Appreciating college football= choreography





Appreciating professional football= striptease





The Character of Football (is there anything redeemable about this crap?)


Probably not?


Defects in Football's Teaching (what football diverts you from)


Basketball. Reading non glossy, non-HTML publications. Women who don’t brag about being a bitch.


The Moral Problem (the NCAA)


Even when Roger Goodell gets around things like Sterger Gate by fining Brett Favre for not cooperating in a timely manner, it does nothing to make the Barney Fife Pharisees of the NCAA look any better. These guys sneeze at a mosquito to swallow an ostrich. Or something. They miss the forest for the pine needles. I can’t put a good spin on them. They’re like the Satan of the football cosmology, and if there is a god that can make good from their evil, it’s definitely a deus absconditus.





The Emotional Factor (the SEC)


There’s something problematic about a reconstructed Southerner such as myself continuing to take pride in SEC dominance over the rest of the country. What exactly am I rejoicing in?





That their descendants of slaves are bigger and faster? That the universities of the South may possibly have their priorities skewed toward winning sports programs and not, say, educating students? I can’t defend or explicate this. Instead, I will just point to the NFL and show that neither does it unite or atomize society as effectively as the geo-socio importance of the conferences of the NCAA. And if its ineffectual, it’s got to be inferior, right? Um, sure.

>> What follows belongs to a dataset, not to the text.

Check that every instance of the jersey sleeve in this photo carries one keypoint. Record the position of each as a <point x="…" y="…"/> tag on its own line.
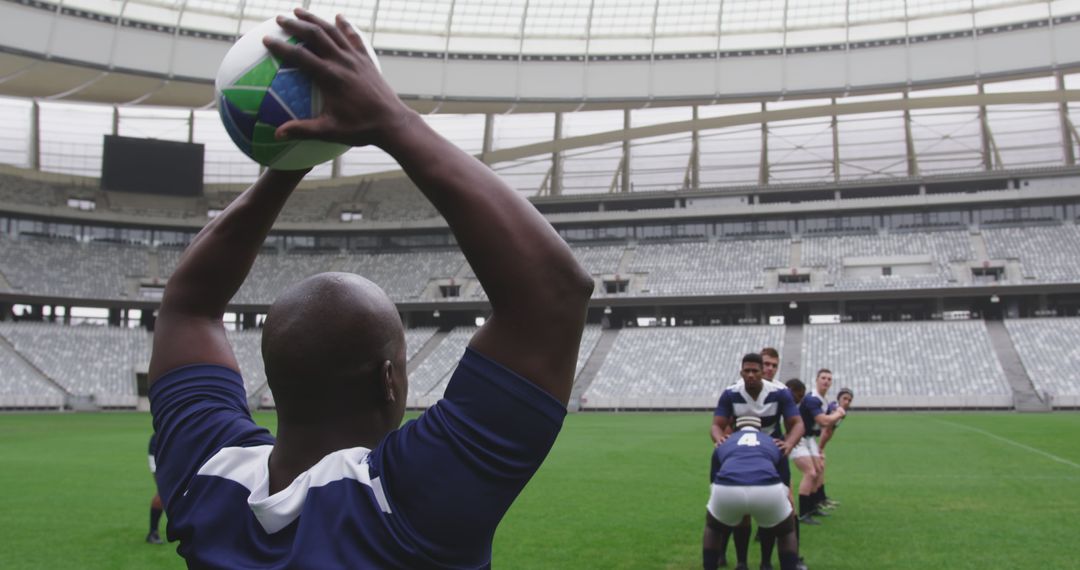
<point x="787" y="407"/>
<point x="725" y="407"/>
<point x="198" y="410"/>
<point x="450" y="475"/>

How the BCS Has Retarded Progress


This is the hardest part of my football theogony or christology. How can I support college football over pro when there’s no playoff system? When unbeaten teams don’t have a chance to prove they’re the best? WHEN BIG CORN (Tostito’s) DECIDES WHO IS IMPORTANT AND WHO IS BESIDE THE POINT!?!? I mean, if there was ever a Question of Evil in football, this is it.





There is no making this look better. About all that can be done is point to domestic violence rates on Super Bowl Sunday and say “college athletes (usually) aren’t rich enough (yet) to get away with murder…as much?”


War, the Foundation of Football


We’ve simply got to have football in America. We’re a savage, bloodthirsty lot, and that’s the civilians. Standing armies must have something to fight, else they turn on the population. Human beings like to fuck shit up, plain and simple. Ergo, people need to understand that those desires are natural and need a vent, but one with consequences and etiquette, like holding penalties, pass interference, broken bones, and torn cartilege. However, it needs to go through a sport, and one that is participated and celebrated- not passively consumed.


What We Must Do


Nothing. I am quite content to stay in my ghetto, just quit acting like you graduated from mine.